As a missionary, as a Christian, who do you choose to help?  The  addict who simply refuses to find a reason to change?  The seasoned street traveler who would rather go from town to town than own or rent a home?  The recently displaced who wants to get a home and a job as quickly as possible?  Jesus tells us to help everyone.  To love everyone.  Unconditionally.  Faith, hope, charity.  The greatest of these is charity, and charity is defined as love.  Love your neighbor as yourself.  So who do you help?  Everyone.  You can’t help everyone all at once.  But we are expected to reach out to each other.  It doesn’t have to be a meal, there are many food programs that homeless can get to.  But, if you see someone who is obviously asking please could I have a couple bucks to eat?  Feed them.

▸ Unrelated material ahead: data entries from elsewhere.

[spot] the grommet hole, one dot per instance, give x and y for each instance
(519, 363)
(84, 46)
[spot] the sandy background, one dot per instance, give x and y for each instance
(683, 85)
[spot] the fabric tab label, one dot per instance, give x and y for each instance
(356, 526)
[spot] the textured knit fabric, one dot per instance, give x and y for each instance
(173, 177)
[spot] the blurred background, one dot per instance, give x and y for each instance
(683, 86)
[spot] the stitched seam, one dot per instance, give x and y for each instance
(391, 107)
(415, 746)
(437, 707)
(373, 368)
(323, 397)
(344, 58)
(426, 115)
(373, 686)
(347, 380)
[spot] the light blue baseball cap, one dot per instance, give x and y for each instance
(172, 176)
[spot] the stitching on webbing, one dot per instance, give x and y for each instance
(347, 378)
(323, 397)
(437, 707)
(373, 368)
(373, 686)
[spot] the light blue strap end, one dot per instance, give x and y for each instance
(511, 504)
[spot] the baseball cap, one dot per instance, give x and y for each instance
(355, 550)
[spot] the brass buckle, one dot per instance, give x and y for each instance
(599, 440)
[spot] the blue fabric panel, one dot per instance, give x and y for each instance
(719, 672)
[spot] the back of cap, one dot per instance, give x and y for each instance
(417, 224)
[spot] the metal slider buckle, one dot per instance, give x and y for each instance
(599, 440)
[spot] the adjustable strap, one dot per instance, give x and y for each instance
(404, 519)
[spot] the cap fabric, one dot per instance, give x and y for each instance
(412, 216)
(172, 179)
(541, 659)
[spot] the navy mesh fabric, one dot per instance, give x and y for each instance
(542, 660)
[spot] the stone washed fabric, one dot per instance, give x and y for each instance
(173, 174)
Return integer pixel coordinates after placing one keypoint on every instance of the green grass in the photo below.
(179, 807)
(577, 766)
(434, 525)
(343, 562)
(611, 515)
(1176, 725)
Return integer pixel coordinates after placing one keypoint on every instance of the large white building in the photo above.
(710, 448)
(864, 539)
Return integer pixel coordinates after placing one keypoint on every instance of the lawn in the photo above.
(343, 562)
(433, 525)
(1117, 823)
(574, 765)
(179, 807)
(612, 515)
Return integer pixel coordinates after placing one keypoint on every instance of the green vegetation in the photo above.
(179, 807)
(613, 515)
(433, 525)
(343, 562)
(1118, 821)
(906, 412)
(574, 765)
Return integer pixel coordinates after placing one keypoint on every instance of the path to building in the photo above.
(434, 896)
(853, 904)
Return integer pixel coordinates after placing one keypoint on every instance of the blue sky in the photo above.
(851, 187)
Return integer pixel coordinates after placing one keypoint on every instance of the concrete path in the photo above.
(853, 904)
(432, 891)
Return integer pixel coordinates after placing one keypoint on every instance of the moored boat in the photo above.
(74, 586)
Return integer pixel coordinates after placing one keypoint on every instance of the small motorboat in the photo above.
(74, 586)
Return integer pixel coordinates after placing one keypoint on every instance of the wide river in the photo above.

There was a guy who couldn’t speak English going from car window to car window at an intersection in a city I was in.  He was asking for money to go buy food.  There was a McDonald’s not even a block away and he was gesturing with his hand to eat and pointing at McDonalds.  Before I could reach him, someone did give him some money.  Guess what?  He went right to McDonalds and got something to eat.  I watched.  Not every panhandler is looking for booze or drug money.  If it doesn’t feel right to give them money, go get them the food and bring it back.  Better yet, ask them to come with you and buy them the meal.  How else can you help?  Talk to someone.  Give them some self respect, a little conversation.  Humanity.  And yes, Christian caring.  Like it or not, if you aren’t a believer, simply being kind to someone is a Christian act.  It’s an act of love.  So get over it, God wants us to be good to each other.  What else can you do?  There is so much you can do.  If you are afraid to talk to someone alone, take someone with you.  Donate your time.  Donate food.  Donate clothes.  Offer a ride. Offer shelter. It is endless what needs to be done.

And don’t think for a minute that it couldn’t be you on the other side looking for someone to give you a hand up. Love the Cross, remember Who died on it for us.  Help your fellow man, it doesn’t matter which group a homeless person belongs to.  They all need help in some way.